Sans doute faut-il, alors, s’interroger sur ce qu’est cette politique de la colère, sur ce qu’elle signifie et sur sa façon de s’exprimer dans la rue. D’abord, la politique de la colère est une politique qui articule le discours et les manifestations, les mots et les défilés, une politique qui réunit, en quelque sorte, l’agora et la rue dans le même espace de la ville. Une politique de la colère, c’est une politique dans laquelle les citoyens s’expriment en fondant leur identité sur la colère, en se retrouvant dans les mouvements de protestation, en se réunissant dans des voix collectives de l’indignation. Ensuite, une politique de la colère articule le refus et le projet : il ne s’agit pas seulement de rejeter le projet de réforme des retraites, car il s’agit aussi de proposer une autre vision du travail, celle qui se fonde, au contraire, sur la reconnaissance du statut des travailleuses et des travailleurs, de leur rôle dans la société, et de leur identité. Enfin, en manifestant dans les rues de la ville, on manifeste la recherche d’une autre ville, d’une autre citoyenneté : c’est aussi un imaginaire politique qui s’exprime dans la colère, l’imaginaire d’un monde meilleur.

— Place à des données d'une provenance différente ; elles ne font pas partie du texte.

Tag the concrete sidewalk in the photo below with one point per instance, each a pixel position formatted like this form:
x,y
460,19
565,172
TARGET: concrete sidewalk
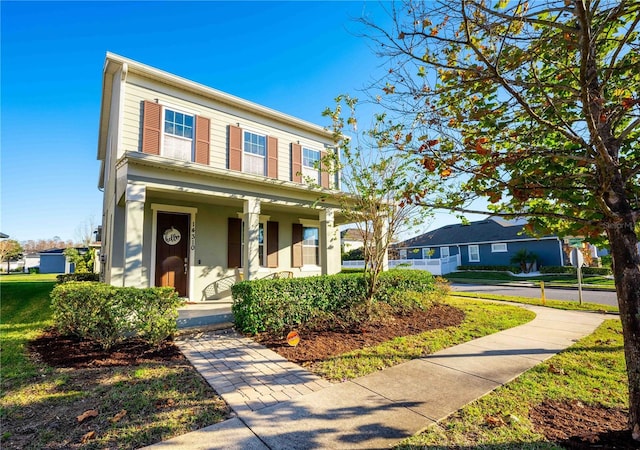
x,y
279,405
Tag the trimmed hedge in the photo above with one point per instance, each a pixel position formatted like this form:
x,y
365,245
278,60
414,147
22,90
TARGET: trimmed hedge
x,y
278,305
82,276
512,269
572,270
109,314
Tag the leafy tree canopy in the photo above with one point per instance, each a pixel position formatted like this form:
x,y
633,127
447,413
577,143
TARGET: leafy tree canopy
x,y
533,105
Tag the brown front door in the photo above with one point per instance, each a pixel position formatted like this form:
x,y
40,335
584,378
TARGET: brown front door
x,y
172,251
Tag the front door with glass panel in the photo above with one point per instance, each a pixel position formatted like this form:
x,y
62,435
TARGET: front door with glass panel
x,y
172,251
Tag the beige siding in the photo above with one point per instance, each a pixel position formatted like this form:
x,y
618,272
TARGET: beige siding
x,y
221,115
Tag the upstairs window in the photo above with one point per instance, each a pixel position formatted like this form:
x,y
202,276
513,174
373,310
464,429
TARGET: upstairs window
x,y
499,248
175,134
474,253
178,135
178,124
311,165
254,153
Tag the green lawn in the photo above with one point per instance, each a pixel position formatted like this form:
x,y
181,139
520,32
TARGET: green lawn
x,y
591,372
39,404
24,313
558,304
502,277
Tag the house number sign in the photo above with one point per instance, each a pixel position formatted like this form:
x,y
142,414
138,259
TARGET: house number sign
x,y
171,236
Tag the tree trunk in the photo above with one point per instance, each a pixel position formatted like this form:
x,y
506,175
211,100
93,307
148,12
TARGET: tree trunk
x,y
626,270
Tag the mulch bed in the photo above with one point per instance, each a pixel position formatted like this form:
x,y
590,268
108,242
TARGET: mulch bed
x,y
572,425
320,345
576,426
56,350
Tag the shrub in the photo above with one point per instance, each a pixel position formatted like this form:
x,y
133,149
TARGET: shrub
x,y
109,314
596,271
66,277
513,269
339,300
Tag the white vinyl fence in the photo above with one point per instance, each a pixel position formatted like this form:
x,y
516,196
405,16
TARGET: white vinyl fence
x,y
440,266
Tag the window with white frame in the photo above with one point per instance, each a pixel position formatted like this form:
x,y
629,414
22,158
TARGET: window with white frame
x,y
310,246
178,135
310,165
262,239
262,244
254,158
500,247
474,253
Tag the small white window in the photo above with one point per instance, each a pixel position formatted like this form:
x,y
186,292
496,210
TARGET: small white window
x,y
499,248
310,165
178,135
262,242
474,253
254,158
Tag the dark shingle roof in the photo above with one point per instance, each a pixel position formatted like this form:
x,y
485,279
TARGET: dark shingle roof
x,y
488,230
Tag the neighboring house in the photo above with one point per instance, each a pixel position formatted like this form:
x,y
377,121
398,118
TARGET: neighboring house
x,y
31,260
490,242
352,238
54,261
201,186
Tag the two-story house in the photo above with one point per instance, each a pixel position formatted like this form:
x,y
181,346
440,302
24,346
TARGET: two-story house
x,y
201,186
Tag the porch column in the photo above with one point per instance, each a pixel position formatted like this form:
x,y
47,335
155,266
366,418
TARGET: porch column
x,y
251,238
134,274
386,239
329,243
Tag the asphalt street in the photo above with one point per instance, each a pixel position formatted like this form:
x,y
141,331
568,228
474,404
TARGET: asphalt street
x,y
601,297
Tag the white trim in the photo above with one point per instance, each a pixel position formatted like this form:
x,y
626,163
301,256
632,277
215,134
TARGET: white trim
x,y
264,157
309,223
469,251
158,207
548,238
164,106
210,93
263,217
497,247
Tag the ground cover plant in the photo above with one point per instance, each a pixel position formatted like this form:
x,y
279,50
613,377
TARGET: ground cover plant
x,y
577,400
59,392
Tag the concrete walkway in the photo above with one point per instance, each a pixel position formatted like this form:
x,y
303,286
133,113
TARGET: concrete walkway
x,y
279,405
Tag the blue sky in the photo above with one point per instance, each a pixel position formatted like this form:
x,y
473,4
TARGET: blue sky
x,y
294,57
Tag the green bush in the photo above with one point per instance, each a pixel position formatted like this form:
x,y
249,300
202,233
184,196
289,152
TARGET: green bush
x,y
572,270
313,302
109,314
597,271
66,277
513,269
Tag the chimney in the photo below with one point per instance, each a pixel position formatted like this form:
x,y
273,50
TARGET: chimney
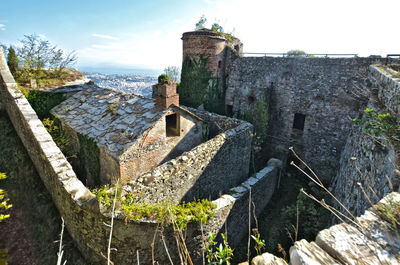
x,y
166,95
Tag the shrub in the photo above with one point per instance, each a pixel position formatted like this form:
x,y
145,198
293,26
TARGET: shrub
x,y
163,79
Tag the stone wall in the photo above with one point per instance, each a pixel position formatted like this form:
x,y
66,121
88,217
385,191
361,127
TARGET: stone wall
x,y
84,217
388,88
328,91
367,241
373,164
261,186
219,51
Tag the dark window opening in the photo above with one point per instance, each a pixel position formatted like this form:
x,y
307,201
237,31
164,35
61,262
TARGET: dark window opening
x,y
298,122
172,125
292,158
251,99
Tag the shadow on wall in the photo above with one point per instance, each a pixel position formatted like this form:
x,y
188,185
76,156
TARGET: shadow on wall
x,y
225,169
183,145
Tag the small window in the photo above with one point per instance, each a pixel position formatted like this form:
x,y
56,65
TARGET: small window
x,y
251,99
229,110
298,122
172,125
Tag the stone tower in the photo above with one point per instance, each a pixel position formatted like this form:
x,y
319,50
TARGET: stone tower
x,y
214,46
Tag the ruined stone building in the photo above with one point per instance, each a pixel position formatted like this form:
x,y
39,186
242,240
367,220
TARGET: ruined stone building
x,y
134,134
165,152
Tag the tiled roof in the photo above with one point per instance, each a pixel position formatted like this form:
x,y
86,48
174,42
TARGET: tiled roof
x,y
113,119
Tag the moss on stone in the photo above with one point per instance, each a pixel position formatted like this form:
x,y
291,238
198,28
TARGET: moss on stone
x,y
198,86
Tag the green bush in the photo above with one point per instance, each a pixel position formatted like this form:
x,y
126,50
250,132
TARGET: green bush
x,y
198,86
163,79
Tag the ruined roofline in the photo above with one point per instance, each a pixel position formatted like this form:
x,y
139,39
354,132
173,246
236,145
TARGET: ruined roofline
x,y
203,34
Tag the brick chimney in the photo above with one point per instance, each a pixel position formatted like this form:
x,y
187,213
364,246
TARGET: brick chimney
x,y
166,95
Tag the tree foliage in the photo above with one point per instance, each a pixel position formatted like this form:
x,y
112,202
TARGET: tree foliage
x,y
173,73
3,201
37,53
201,24
217,28
40,60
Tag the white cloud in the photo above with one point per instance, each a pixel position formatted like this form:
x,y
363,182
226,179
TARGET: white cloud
x,y
156,50
102,36
113,45
264,26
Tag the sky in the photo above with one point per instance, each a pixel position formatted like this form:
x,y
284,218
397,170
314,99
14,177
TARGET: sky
x,y
147,34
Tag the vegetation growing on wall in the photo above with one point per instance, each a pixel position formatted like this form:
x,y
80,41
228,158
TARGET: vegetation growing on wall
x,y
198,87
89,157
380,126
306,217
164,212
30,198
215,28
4,201
173,73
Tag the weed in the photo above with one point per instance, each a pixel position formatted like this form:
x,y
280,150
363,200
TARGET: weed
x,y
221,254
380,126
390,212
260,243
163,212
3,201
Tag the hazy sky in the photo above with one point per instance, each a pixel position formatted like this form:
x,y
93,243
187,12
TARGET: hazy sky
x,y
146,34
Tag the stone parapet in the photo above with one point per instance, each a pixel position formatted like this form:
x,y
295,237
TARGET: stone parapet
x,y
326,92
369,240
83,215
387,86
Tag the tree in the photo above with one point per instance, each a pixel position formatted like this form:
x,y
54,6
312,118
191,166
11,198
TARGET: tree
x,y
12,61
36,54
173,72
201,23
217,28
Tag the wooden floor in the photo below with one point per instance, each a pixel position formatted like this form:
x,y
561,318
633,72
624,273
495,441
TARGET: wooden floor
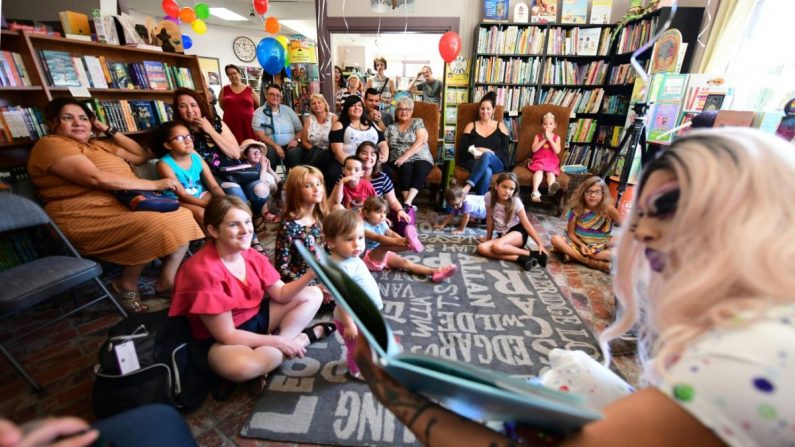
x,y
62,358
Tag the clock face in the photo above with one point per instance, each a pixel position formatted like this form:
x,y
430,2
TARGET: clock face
x,y
244,49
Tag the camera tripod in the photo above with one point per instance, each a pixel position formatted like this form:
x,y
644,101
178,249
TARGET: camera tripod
x,y
635,135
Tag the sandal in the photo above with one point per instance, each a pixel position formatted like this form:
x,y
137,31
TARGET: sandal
x,y
130,299
328,329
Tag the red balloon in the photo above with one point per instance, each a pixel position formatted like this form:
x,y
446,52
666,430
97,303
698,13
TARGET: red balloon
x,y
170,7
449,46
261,6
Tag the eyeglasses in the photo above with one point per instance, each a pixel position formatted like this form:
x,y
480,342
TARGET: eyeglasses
x,y
182,138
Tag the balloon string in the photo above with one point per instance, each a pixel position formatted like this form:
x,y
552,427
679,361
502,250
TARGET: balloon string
x,y
634,59
706,25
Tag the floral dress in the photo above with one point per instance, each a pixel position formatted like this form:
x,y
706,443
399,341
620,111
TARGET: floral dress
x,y
288,262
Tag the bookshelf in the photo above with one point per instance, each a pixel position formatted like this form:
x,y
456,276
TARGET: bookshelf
x,y
34,97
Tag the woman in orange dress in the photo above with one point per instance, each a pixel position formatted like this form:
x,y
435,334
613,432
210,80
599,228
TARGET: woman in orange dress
x,y
75,174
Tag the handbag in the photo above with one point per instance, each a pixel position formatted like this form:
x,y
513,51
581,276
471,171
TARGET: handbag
x,y
138,200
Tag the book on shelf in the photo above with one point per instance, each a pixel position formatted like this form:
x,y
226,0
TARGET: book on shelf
x,y
473,392
59,68
75,23
601,11
574,11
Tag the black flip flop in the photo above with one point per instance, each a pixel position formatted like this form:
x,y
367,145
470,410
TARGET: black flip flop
x,y
328,329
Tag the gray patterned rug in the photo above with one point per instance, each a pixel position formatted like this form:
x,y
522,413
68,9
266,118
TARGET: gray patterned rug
x,y
491,314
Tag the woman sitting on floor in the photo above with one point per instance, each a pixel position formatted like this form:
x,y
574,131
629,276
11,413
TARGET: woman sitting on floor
x,y
76,174
707,235
222,289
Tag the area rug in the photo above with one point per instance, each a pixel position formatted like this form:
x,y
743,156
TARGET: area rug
x,y
491,314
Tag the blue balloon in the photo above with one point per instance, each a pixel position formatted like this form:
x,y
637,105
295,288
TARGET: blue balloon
x,y
270,55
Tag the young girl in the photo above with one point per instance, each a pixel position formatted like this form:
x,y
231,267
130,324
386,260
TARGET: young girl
x,y
345,240
268,184
506,216
173,144
591,217
546,149
302,219
382,254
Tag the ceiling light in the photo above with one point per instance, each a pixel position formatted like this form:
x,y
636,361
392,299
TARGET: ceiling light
x,y
225,14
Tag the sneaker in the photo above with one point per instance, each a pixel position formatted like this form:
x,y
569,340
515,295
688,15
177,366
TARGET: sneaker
x,y
444,273
414,241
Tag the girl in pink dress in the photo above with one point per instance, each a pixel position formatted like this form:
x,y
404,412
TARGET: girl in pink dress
x,y
546,149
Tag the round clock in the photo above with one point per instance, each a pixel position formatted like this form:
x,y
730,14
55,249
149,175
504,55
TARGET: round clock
x,y
244,49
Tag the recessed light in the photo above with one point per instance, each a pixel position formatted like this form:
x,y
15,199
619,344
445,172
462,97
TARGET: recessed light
x,y
225,14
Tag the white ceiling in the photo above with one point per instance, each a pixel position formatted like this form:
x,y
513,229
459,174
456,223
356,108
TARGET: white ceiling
x,y
300,11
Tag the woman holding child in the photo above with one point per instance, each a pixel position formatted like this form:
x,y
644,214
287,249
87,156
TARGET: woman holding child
x,y
75,175
244,320
719,338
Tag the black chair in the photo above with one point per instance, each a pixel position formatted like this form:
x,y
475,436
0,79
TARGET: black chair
x,y
35,281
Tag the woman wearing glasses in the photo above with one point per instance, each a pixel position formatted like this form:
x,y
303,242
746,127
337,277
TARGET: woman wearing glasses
x,y
410,159
277,125
75,175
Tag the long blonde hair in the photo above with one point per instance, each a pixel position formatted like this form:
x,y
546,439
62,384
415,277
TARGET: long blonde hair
x,y
729,242
292,187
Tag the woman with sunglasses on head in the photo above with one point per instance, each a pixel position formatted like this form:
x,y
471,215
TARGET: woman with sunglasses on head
x,y
76,174
705,269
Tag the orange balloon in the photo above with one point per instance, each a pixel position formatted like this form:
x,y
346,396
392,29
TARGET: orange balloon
x,y
187,15
272,25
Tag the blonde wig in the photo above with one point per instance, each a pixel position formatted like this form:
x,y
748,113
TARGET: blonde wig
x,y
577,201
321,98
294,184
729,243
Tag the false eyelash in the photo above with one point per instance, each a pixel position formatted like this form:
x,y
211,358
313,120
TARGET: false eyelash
x,y
665,204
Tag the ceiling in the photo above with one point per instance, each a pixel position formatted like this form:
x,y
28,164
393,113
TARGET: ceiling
x,y
296,16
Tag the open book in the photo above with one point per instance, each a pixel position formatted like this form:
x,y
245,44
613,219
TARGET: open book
x,y
473,392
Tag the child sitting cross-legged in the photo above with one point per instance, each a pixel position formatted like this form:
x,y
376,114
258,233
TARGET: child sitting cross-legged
x,y
465,205
591,217
352,190
382,255
344,233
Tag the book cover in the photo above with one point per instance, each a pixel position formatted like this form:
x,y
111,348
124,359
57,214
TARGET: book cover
x,y
544,11
61,69
476,393
574,11
495,10
156,73
601,11
588,41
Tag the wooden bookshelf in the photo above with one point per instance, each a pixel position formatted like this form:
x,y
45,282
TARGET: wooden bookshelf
x,y
37,95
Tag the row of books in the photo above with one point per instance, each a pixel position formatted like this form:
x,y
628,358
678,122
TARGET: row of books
x,y
617,104
513,99
624,73
568,72
579,41
495,70
130,116
578,100
64,70
12,70
636,34
511,40
19,123
582,130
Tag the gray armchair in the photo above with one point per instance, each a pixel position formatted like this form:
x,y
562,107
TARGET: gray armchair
x,y
38,280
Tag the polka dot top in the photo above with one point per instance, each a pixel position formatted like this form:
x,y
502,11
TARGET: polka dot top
x,y
740,380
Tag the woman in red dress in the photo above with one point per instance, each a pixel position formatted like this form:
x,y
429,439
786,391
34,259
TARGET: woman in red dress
x,y
238,102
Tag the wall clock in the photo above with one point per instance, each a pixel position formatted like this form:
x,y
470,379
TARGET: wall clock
x,y
244,49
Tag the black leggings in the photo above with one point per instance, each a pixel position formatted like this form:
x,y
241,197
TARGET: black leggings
x,y
410,175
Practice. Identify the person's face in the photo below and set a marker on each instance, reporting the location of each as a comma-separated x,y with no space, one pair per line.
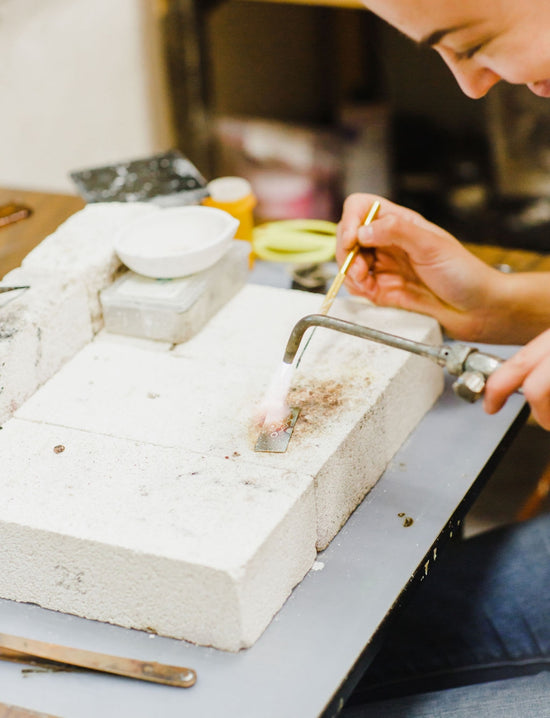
482,41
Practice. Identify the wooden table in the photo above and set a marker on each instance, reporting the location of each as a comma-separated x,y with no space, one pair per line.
48,212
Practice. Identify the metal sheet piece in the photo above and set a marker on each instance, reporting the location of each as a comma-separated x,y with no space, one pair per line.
274,438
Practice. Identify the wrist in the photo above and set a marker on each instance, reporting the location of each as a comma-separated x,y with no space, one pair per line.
518,307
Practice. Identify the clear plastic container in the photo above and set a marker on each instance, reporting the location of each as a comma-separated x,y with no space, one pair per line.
173,310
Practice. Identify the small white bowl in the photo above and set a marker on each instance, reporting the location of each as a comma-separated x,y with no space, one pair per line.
176,241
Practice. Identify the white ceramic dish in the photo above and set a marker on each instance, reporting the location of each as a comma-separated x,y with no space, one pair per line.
176,241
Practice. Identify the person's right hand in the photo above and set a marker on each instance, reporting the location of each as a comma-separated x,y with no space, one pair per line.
407,262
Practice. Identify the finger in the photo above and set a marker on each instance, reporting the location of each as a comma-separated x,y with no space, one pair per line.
536,388
528,368
418,239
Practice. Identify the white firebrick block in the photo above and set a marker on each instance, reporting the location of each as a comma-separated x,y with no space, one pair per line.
81,249
154,538
40,329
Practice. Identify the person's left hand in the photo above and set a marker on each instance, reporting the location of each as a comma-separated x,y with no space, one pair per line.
528,368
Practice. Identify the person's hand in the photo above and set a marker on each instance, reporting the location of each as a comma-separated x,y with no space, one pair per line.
410,263
528,368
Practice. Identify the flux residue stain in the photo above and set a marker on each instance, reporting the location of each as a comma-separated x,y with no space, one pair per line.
318,400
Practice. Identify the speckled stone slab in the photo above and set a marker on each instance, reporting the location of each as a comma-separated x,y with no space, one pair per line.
158,514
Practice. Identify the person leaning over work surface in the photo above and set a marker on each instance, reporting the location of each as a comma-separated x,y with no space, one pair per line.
476,635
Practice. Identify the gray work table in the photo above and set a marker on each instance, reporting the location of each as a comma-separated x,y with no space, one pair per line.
308,659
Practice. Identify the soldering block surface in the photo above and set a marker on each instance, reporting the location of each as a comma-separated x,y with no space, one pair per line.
167,437
149,537
40,329
81,250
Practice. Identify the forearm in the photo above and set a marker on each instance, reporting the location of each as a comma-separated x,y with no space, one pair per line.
520,308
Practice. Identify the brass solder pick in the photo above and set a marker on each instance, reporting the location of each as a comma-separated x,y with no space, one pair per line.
339,278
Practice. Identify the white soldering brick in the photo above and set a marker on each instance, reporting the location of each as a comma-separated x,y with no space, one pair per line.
159,513
40,329
359,400
148,537
81,249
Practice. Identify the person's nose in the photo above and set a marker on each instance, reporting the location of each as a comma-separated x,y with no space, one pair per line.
474,80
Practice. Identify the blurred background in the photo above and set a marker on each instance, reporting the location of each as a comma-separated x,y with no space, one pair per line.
310,100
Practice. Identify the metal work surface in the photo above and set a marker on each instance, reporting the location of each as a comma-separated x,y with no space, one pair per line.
300,666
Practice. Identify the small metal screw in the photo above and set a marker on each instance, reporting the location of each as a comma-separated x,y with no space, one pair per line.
470,385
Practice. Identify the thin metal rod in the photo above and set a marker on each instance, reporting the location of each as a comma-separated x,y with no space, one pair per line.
436,353
339,278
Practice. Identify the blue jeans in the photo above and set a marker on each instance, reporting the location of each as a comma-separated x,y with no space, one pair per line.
475,635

C’est, en particulier, le refus des inégalités qui s’exprime dans le refus du projet de réforme des retraites. Dans ce projet de réforme, ce qui est rejeté, en-dehors de la question de l’âge qui exprime la recherche du pouvoir de faire travailler les gens plus longtemps, c’est la question des « points », qui marque l’inégalité en empêchant la reconnaissance de l’évolution des carrières et des statuts. Marseille est donc en colère, aussi, parce que cette ville a toujours combattu pour l’égalité, pour s’engager dans la recherche d’une société de l’égalité entre toutes celles et tous ceux qui y vivent.